A falta de articulação entre órgãos de segurança, Justiça e assistência social enfraquece a prevenção de feminicídios no Brasil. Segundo especialistas que participaram do 20º Encontro do Fórum Brasileiro de Segurança Pública, a dispersão de dados impede o poder público de identificar a escalada de agressões e de evitar assassinatos anunciados.
De acordo com a promotora Silvia Chakian, do Ministério Público de São Paulo (MP-SP), as instituições precisam operar em modelo similar ao combate ao crime organizado. Ela aponta que cada entidade enxerga apenas uma parte do problema, criando ilhas de informação que inviabilizam a proteção integral da mulher.
A visão é compartilhada pelo delegado Julio Guebert, professor da Academia de Polícia Civil de São Paulo. Ele defende a interligação de delegacias, defensorias, saúde e educação para que o acolhimento das vítimas funcione como uma rede única e eficiente.

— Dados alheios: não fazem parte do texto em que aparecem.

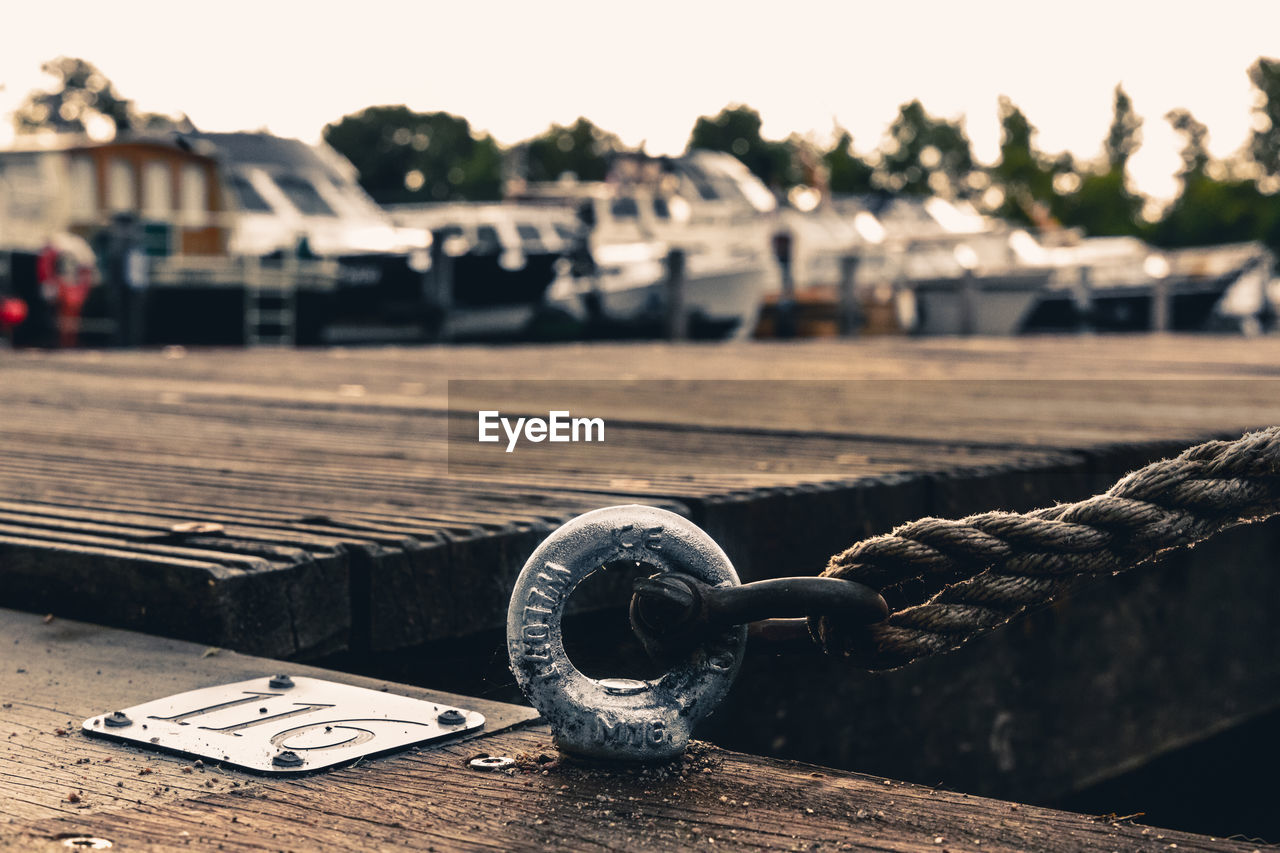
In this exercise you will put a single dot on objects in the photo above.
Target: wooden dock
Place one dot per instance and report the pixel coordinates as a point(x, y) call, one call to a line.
point(56, 784)
point(311, 503)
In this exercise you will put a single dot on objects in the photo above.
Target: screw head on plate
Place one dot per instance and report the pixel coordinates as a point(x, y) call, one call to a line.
point(287, 758)
point(118, 720)
point(492, 762)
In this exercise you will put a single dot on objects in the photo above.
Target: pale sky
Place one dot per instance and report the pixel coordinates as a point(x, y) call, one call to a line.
point(647, 71)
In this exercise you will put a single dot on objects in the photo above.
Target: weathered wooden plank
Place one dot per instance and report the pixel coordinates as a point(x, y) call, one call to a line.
point(56, 785)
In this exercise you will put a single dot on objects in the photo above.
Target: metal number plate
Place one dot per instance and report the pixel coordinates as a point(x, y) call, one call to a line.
point(280, 725)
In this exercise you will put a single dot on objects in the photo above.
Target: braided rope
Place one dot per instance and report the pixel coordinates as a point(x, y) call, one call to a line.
point(950, 580)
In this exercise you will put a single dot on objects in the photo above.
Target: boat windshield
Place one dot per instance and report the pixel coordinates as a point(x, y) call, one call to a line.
point(529, 236)
point(246, 196)
point(302, 195)
point(625, 208)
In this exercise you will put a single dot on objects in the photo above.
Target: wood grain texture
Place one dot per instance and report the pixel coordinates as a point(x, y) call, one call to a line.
point(55, 783)
point(346, 523)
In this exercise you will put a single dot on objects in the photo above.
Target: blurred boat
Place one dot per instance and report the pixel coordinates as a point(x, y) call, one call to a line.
point(1124, 284)
point(218, 219)
point(493, 265)
point(707, 205)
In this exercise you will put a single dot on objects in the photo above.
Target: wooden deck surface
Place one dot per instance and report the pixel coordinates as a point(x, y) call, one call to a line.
point(56, 783)
point(338, 503)
point(296, 503)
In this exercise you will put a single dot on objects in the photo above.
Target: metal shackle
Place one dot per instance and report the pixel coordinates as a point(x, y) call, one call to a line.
point(618, 717)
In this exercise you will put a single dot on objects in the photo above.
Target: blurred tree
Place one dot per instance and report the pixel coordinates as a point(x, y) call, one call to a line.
point(737, 131)
point(1265, 140)
point(846, 172)
point(1104, 204)
point(406, 156)
point(86, 101)
point(1124, 136)
point(1023, 177)
point(1212, 206)
point(924, 155)
point(1196, 147)
point(581, 149)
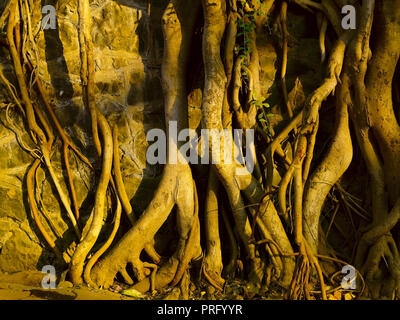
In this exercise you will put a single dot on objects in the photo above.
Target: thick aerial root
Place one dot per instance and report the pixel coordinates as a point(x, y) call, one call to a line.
point(30, 178)
point(212, 266)
point(382, 255)
point(118, 178)
point(192, 246)
point(330, 169)
point(163, 277)
point(105, 246)
point(128, 249)
point(87, 243)
point(37, 133)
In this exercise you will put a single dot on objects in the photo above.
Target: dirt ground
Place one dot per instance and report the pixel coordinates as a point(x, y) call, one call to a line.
point(27, 286)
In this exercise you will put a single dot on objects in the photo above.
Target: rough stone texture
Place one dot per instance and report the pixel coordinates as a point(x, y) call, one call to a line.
point(121, 80)
point(128, 93)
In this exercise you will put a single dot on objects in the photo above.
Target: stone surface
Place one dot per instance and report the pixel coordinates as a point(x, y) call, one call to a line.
point(128, 93)
point(122, 80)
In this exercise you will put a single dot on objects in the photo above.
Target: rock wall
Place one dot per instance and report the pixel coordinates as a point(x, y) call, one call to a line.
point(128, 92)
point(127, 52)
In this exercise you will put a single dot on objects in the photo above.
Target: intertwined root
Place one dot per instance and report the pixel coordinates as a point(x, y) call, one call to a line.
point(172, 190)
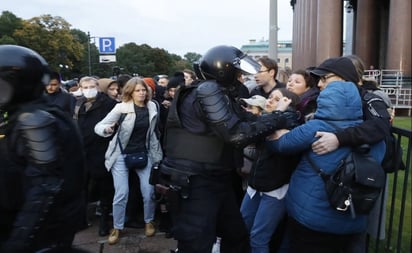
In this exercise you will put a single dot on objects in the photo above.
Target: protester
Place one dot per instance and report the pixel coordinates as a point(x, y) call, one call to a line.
point(56, 95)
point(263, 207)
point(314, 225)
point(137, 133)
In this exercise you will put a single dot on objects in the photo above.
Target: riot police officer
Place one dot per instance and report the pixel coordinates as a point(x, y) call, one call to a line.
point(204, 127)
point(42, 163)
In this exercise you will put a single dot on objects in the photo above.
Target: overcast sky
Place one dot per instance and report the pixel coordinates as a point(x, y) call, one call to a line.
point(178, 26)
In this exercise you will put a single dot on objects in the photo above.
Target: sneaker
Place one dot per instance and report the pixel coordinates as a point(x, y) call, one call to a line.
point(149, 229)
point(114, 236)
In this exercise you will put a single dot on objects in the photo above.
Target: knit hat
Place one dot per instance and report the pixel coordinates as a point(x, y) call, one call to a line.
point(340, 66)
point(150, 82)
point(255, 100)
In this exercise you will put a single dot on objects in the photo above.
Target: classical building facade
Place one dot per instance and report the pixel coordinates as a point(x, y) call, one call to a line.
point(380, 32)
point(257, 49)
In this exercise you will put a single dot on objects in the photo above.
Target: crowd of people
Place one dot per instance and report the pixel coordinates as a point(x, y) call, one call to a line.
point(227, 158)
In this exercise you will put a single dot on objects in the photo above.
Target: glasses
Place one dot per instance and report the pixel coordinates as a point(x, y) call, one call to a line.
point(326, 77)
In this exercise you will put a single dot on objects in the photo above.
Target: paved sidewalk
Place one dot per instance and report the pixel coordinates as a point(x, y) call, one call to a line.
point(131, 241)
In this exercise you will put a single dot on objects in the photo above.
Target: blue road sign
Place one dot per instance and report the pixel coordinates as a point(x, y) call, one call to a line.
point(106, 45)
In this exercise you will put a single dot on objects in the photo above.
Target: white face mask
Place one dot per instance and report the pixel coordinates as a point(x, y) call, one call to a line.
point(90, 93)
point(77, 93)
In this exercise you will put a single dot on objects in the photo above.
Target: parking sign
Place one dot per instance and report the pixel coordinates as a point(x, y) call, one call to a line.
point(106, 45)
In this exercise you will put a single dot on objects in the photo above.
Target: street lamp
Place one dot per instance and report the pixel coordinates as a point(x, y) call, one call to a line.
point(88, 50)
point(63, 68)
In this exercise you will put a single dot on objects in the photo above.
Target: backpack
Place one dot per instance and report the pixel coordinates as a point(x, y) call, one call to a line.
point(356, 183)
point(392, 160)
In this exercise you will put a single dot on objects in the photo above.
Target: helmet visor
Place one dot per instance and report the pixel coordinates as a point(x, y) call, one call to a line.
point(248, 65)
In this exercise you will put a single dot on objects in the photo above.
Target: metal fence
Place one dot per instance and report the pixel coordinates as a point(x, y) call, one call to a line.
point(394, 227)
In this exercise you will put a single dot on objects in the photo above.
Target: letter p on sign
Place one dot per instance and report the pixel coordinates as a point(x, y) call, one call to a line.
point(106, 45)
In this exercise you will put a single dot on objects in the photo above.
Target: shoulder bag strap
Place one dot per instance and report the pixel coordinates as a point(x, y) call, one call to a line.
point(119, 123)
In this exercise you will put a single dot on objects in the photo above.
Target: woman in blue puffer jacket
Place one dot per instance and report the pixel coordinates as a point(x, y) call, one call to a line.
point(314, 225)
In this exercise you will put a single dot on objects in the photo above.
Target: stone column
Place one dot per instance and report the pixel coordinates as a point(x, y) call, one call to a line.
point(297, 53)
point(312, 33)
point(366, 40)
point(329, 29)
point(399, 36)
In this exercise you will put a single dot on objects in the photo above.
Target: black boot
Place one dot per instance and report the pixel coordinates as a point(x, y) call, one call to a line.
point(103, 224)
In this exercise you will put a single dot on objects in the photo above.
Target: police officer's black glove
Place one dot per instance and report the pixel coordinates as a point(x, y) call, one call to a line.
point(154, 174)
point(292, 119)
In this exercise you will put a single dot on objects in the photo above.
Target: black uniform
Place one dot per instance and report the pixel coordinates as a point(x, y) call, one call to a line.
point(201, 135)
point(42, 162)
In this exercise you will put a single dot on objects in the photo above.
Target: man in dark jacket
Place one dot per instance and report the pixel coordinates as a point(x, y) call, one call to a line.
point(203, 129)
point(40, 173)
point(89, 110)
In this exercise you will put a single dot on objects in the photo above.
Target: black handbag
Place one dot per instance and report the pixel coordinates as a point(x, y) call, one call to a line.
point(133, 161)
point(356, 183)
point(136, 160)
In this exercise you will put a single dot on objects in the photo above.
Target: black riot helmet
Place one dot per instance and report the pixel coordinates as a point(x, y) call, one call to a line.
point(224, 63)
point(23, 75)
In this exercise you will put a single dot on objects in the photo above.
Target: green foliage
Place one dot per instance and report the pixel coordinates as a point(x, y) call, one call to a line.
point(192, 57)
point(52, 38)
point(9, 23)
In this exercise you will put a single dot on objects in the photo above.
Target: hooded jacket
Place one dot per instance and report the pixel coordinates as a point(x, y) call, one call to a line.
point(339, 106)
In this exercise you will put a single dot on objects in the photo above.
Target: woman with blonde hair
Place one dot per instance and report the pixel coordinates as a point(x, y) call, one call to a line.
point(137, 132)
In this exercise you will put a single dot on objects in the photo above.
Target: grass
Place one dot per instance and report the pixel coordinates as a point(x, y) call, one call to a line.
point(399, 179)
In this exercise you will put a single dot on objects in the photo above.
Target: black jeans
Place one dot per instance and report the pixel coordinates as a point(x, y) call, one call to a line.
point(210, 210)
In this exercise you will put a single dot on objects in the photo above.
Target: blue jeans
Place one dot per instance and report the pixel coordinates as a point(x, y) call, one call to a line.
point(121, 192)
point(261, 214)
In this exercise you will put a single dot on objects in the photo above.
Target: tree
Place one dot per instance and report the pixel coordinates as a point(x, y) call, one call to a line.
point(192, 57)
point(51, 37)
point(9, 23)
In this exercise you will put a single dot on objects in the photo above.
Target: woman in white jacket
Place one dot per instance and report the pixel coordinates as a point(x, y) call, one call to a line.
point(137, 132)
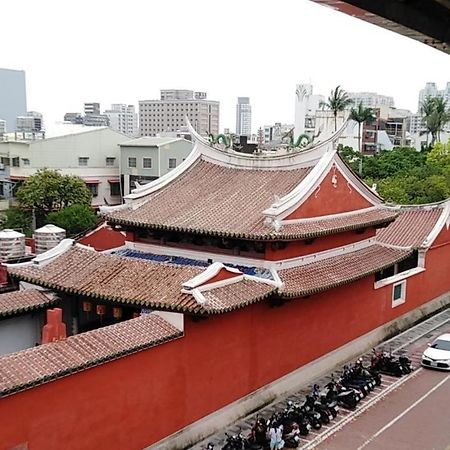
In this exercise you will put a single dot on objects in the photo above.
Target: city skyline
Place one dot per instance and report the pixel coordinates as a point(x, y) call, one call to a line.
point(313, 45)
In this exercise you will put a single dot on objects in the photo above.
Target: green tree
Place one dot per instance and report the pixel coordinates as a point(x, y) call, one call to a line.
point(74, 219)
point(435, 115)
point(48, 191)
point(362, 115)
point(439, 155)
point(17, 219)
point(338, 101)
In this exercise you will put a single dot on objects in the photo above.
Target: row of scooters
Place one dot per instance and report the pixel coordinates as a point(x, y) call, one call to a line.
point(284, 429)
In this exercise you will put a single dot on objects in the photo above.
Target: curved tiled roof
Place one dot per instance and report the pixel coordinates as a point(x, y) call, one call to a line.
point(138, 282)
point(339, 223)
point(18, 302)
point(411, 228)
point(338, 270)
point(114, 278)
point(214, 199)
point(38, 365)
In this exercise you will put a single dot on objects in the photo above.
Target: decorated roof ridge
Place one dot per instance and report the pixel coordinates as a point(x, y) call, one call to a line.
point(417, 225)
point(217, 276)
point(339, 270)
point(232, 159)
point(285, 205)
point(48, 362)
point(23, 301)
point(122, 280)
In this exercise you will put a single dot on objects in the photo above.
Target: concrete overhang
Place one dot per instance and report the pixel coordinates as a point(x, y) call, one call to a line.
point(425, 21)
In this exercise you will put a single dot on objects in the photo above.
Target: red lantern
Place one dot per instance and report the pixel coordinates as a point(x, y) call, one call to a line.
point(117, 312)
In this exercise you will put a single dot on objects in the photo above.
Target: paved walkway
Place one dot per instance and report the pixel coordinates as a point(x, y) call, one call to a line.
point(407, 342)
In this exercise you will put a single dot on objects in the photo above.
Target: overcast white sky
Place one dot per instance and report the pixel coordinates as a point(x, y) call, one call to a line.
point(125, 51)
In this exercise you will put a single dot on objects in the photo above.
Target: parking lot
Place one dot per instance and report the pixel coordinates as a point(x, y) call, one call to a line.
point(403, 413)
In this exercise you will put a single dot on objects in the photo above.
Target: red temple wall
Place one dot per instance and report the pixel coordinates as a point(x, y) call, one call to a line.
point(331, 200)
point(137, 400)
point(300, 248)
point(103, 238)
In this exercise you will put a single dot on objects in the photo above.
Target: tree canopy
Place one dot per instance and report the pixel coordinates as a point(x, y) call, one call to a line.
point(436, 114)
point(404, 175)
point(49, 190)
point(338, 101)
point(74, 219)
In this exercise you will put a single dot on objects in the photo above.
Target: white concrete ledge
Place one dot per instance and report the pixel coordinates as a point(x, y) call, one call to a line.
point(294, 381)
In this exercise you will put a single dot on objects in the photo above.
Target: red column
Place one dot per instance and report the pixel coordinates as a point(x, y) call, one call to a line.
point(55, 329)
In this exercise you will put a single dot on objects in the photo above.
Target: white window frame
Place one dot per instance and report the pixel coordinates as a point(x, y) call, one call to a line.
point(85, 159)
point(402, 298)
point(110, 161)
point(135, 162)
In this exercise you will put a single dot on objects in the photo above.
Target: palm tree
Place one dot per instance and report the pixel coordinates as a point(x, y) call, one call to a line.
point(435, 116)
point(362, 115)
point(338, 101)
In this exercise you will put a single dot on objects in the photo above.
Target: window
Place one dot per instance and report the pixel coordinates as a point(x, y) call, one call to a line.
point(93, 188)
point(110, 161)
point(398, 293)
point(115, 189)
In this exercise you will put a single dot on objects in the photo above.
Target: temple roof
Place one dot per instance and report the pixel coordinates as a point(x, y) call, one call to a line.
point(38, 365)
point(338, 270)
point(309, 228)
point(214, 199)
point(415, 226)
point(142, 283)
point(19, 302)
point(220, 192)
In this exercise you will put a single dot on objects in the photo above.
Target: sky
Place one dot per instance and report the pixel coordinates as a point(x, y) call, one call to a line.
point(126, 51)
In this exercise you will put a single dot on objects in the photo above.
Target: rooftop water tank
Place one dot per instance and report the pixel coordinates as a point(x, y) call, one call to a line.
point(47, 237)
point(12, 245)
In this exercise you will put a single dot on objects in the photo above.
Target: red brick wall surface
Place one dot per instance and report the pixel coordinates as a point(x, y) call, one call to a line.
point(137, 400)
point(331, 200)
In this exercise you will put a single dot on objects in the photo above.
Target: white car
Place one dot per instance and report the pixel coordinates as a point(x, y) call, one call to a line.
point(437, 355)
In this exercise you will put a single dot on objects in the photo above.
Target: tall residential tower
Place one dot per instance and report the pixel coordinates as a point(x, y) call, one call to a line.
point(168, 114)
point(13, 97)
point(244, 117)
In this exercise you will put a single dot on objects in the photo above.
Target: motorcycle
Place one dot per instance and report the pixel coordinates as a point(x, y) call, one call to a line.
point(386, 363)
point(331, 405)
point(347, 398)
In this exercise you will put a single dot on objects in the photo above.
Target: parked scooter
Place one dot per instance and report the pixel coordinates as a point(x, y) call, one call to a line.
point(331, 405)
point(366, 372)
point(347, 398)
point(386, 363)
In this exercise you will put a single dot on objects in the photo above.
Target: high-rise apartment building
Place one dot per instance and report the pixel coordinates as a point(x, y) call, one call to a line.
point(91, 108)
point(431, 90)
point(92, 116)
point(244, 117)
point(169, 112)
point(13, 97)
point(32, 122)
point(371, 99)
point(123, 118)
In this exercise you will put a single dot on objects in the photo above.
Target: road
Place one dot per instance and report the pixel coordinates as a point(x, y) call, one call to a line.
point(412, 417)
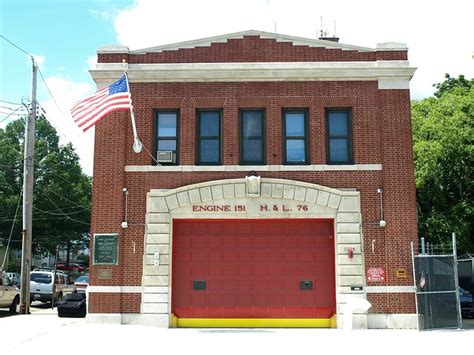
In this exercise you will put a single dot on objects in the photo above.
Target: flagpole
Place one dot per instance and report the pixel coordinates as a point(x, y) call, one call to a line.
point(137, 145)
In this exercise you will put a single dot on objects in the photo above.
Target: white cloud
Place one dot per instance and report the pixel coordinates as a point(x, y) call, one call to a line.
point(104, 14)
point(66, 93)
point(438, 35)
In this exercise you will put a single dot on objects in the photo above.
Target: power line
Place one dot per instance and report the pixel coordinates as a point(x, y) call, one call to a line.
point(12, 113)
point(11, 103)
point(11, 230)
point(65, 215)
point(18, 47)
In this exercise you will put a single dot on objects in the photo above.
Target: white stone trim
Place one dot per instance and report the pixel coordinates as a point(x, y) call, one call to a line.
point(129, 318)
point(199, 168)
point(254, 71)
point(392, 321)
point(391, 46)
point(394, 84)
point(115, 289)
point(206, 42)
point(320, 202)
point(390, 289)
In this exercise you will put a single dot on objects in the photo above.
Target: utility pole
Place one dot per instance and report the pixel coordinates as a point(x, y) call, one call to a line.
point(28, 169)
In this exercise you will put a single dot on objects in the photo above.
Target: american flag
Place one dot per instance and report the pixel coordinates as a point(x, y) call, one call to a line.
point(89, 111)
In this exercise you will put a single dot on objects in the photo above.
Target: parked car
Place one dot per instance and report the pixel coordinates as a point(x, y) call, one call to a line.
point(466, 299)
point(70, 267)
point(73, 305)
point(9, 294)
point(14, 277)
point(81, 283)
point(41, 286)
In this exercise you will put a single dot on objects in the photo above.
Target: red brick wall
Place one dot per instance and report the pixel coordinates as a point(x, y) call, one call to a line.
point(381, 128)
point(114, 302)
point(253, 49)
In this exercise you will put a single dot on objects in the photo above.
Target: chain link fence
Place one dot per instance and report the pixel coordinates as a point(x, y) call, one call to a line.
point(437, 295)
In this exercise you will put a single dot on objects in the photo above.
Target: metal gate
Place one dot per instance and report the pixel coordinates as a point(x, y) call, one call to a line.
point(437, 295)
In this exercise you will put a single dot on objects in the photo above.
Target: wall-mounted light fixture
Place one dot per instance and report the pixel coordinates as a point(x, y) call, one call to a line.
point(382, 222)
point(252, 182)
point(124, 224)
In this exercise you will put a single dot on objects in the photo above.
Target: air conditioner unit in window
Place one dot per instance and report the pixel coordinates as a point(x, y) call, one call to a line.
point(164, 156)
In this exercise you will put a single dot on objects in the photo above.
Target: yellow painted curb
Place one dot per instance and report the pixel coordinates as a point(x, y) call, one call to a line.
point(255, 322)
point(173, 321)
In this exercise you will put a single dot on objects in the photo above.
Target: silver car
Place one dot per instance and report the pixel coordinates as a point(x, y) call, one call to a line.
point(9, 294)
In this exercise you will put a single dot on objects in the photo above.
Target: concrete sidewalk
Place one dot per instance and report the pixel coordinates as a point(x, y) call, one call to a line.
point(43, 331)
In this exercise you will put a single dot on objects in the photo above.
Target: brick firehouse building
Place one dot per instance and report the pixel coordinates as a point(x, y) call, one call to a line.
point(275, 186)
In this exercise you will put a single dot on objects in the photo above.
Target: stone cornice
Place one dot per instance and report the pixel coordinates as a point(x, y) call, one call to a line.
point(244, 72)
point(245, 168)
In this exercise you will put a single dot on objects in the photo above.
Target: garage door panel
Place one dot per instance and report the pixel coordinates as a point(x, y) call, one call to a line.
point(198, 299)
point(244, 285)
point(253, 268)
point(291, 269)
point(214, 242)
point(245, 269)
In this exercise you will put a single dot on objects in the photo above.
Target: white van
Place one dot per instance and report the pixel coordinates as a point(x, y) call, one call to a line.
point(41, 286)
point(9, 294)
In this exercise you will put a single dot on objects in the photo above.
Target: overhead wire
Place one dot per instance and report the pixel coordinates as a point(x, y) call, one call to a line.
point(11, 230)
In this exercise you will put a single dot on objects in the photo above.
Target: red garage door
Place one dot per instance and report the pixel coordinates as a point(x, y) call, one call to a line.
point(253, 269)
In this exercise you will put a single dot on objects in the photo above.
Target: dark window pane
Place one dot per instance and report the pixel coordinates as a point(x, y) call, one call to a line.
point(167, 144)
point(295, 152)
point(294, 122)
point(167, 125)
point(252, 124)
point(252, 150)
point(338, 151)
point(209, 124)
point(209, 151)
point(338, 123)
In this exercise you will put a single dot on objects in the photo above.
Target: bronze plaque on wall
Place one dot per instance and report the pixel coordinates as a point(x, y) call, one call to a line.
point(105, 249)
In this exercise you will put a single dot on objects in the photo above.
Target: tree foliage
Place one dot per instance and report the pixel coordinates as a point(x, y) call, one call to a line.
point(443, 134)
point(61, 193)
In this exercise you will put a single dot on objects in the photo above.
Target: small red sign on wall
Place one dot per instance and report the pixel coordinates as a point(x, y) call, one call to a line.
point(375, 274)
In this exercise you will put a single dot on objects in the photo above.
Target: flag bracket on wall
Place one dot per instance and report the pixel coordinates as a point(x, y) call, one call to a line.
point(89, 111)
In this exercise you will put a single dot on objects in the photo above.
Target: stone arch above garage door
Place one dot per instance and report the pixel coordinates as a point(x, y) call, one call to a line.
point(276, 198)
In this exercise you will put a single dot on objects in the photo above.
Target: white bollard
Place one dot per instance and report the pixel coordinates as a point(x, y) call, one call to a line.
point(354, 305)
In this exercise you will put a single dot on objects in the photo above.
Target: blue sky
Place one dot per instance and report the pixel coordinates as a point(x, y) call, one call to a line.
point(64, 36)
point(63, 33)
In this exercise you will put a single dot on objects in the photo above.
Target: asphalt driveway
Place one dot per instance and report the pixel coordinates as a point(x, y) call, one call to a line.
point(43, 330)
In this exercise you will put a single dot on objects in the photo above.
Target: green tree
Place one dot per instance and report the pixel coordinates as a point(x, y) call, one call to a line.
point(61, 193)
point(443, 134)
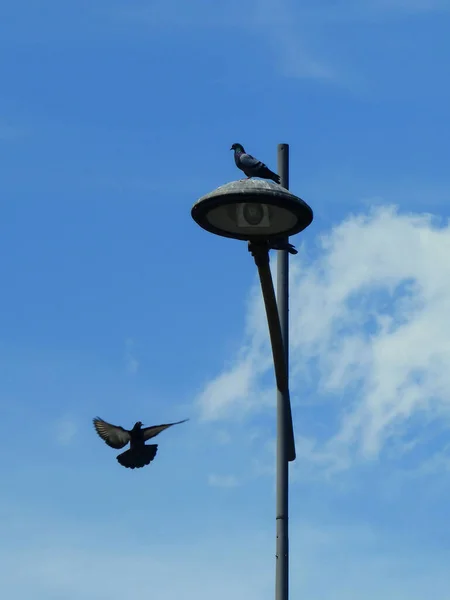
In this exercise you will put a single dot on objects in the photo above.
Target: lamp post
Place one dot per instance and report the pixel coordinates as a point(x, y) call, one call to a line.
point(265, 214)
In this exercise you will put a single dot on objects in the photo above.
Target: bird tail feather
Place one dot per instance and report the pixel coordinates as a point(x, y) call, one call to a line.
point(275, 177)
point(138, 457)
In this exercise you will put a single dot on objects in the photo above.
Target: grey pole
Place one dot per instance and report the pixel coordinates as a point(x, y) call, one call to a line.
point(285, 434)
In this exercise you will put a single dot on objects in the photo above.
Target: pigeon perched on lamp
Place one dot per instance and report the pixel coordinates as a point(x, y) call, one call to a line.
point(252, 167)
point(139, 454)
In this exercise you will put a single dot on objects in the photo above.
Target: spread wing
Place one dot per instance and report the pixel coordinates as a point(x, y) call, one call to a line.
point(150, 432)
point(115, 436)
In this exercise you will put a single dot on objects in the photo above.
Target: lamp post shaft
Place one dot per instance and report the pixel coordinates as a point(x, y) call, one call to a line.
point(284, 418)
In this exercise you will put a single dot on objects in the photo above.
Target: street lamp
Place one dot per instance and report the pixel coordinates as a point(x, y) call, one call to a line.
point(265, 214)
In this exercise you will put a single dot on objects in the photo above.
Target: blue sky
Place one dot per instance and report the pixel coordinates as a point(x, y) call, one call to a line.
point(115, 117)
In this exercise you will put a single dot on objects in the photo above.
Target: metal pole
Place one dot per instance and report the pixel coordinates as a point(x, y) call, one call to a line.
point(284, 417)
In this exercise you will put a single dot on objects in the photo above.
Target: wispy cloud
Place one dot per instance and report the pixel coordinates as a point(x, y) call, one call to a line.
point(131, 362)
point(369, 337)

Omissão estatal e carência de rede especializada
Indicadores do Fórum Brasileiro de Segurança Pública (FBSP) revelam que 72,9% dos municípios com menos de 100 mil habitantes não têm serviços especializados para mulheres. Essa carência estrutural agrava o risco de morte nas cidades menores, onde o acesso ao socorro é praticamente inexistente.
A titular da 1ª Delegacia de Defesa da Mulher (DDM), Cristine Costa, destaca ferramentas como o boletim de ocorrência eletrônico e a solicitação digital de medidas protetivas em São Paulo. Contudo, ela ressalta a importância da qualificação dos policiais para acolher relatos de injúria e ameaça sem julgamentos prévios.
Discurso misógino e crescimento da violência extrema
Silvia Chakian alerta também para a brutalidade crescente nos crimes, impulsionada pela disseminação de ódio nas redes sociais. Esse ambiente atinge jovens vulneráveis, gerando discursos misóginos que servem de justificativa para violências futuras.
Para a promotora, frear a violência letal exige superar as profundas desigualdades de gênero. A transformação passa por garantir direitos humanos básicos, moradia, renda digna, saúde e educação de qualidade para a população feminina.
Subnotificação e descumprimento de medidas protetivas
Em 2025, os registros de feminicídio subiram 4,7%, contrastando com a queda geral dos homicídios dolosos. A promotora Juliana Tocunduva aponta barreiras como medo de represálias, dependência financeira e descrença na polícia como fatores que geram alta subnotificação.
Embora mais de 621 mil medidas protetivas tenham sido concedidas no mesmo ano, houve 135 mil registros de descumprimento. A insuficiência de fiscalização e o déficit estrutural nos municípios menores mantêm gargalos graves que favorecem o desfecho fatal da violência doméstica.